A new pilot project will give 11 Manitoba medical clinics and pharmacies the ability to immunize patients against COVID-19 with the Moderna vaccine.
The sites chosen are in the Winnipeg and Prairie Mountain health regions and are receiving a total of 2,300 doses, a provincial spokesperson said on Sunday.
Previously, those sites were part of the province’s vaccine rollout and could apply to receive doses of the AstraZeneca-Oxford vaccine, which uses non-replicating viral vector technology.
Because that shot can be stored at lower temperatures than vaccines from Pfizer-BioNTech and Moderna, which both use mRNA technology, the people leading Manitoba’s vaccine strategy said it’s more suitable for delivery through clinics and pharmacies.
In its Friday vaccine bulletin, the province said the sites chosen are responsible for identifying and booking clients to get the extra shots.
Doctors Manitoba spokesperson Keir Johnson said six of the sites included are medical clinics, which he said were chosen by the province based on how close they are to various hot spot communities.
Those doctors’ offices all got their shipments on Friday and are expected to use them within a few days, Johnson said. Somewhere between 30 and 50 doctors across Manitoba are involved in the pilot.
“We’ve been calling on the province to do this for some time, to help extend the reach of the COVID-19 immunization rollout,” Johnson said in an email on Saturday.

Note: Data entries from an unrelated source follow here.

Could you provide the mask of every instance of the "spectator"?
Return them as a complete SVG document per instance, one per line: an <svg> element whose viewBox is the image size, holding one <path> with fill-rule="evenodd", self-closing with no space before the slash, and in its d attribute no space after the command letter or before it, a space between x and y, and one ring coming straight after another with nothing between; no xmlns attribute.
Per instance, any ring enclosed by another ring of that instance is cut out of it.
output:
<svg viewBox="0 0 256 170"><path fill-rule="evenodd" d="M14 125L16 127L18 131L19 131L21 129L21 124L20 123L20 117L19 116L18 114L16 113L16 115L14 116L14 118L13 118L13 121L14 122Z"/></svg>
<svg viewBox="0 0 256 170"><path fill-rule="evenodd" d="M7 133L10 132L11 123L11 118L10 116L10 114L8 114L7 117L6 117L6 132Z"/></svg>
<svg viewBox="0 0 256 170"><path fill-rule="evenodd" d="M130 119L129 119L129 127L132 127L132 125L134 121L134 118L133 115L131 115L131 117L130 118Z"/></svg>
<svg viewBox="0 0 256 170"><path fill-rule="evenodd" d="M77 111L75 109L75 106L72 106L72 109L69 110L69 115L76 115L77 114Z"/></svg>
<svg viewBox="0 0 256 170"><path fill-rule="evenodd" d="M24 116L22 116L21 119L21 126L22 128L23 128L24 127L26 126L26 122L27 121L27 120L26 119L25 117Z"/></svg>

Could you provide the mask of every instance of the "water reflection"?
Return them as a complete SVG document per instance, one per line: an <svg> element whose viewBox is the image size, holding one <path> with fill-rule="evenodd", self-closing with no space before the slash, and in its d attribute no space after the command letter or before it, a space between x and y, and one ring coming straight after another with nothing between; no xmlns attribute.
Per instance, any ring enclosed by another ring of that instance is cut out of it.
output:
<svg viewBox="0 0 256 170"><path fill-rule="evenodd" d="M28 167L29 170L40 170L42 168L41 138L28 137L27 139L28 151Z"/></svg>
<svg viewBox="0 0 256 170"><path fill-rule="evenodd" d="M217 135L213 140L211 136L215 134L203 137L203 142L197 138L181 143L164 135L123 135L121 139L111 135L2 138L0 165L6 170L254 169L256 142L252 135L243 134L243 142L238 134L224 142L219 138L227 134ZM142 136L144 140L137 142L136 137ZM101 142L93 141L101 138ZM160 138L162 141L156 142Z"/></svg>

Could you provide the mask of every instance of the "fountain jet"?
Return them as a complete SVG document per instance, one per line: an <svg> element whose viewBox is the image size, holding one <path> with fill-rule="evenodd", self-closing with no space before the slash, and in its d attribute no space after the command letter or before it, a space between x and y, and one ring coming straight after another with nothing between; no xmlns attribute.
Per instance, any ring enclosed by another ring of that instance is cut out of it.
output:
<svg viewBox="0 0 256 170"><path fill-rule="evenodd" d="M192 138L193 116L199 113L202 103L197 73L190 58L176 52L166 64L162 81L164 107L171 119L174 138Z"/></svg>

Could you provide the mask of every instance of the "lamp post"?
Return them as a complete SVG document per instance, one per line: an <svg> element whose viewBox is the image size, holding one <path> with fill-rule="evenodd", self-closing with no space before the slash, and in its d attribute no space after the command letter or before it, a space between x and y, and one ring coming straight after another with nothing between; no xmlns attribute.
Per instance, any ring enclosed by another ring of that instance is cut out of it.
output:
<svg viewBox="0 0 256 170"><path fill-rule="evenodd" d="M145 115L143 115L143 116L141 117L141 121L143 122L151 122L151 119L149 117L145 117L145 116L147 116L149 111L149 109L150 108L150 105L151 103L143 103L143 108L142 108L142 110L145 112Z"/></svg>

He said many Manitobans would prefer to be vaccinated in their doctors’ offices, which can also help people get any concerns they have about vaccines addressed by a physician.

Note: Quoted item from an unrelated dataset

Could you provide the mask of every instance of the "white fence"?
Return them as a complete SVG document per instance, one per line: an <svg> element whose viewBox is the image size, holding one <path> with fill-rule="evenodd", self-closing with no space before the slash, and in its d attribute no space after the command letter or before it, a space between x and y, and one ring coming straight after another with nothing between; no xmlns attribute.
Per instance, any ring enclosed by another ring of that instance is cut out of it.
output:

As of Sunday morning, all people 35 and older — and those in their 30s with certain health conditions — were eligible for vaccination at clinics and pharmacies. People 35 and up were eligible to get their shots at the province’s supersites and temporary clinics. Indigenous adults — including Inuit and Métis — are eligible at supersites, pop-up clinics or urban Indigenous clinics
Johnson said mRNA vaccines — including the ones from both Pfizer and Moderna — have already been used in doctors’ offices in other regions.
In a report submitted to the province dated April 21, Doctors Manitoba outlined a system it said would allow safe use of mRNA vaccines in medical clinics.
That included mandatory training on how to handle, store and use the vaccines and an ordering window that would help align the time the shots are removed from their freezers with when they’re scheduled to be used.
Co-ordinated delivery would also help make sure vaccine doses are used within five days of being thawed and within hours of being punctured, it said.
That report also included the use of special trays that help store and transport smaller supplies of the mRNA vaccines, which have stringent storage requirements and need to be kept at ultra-low temperatures.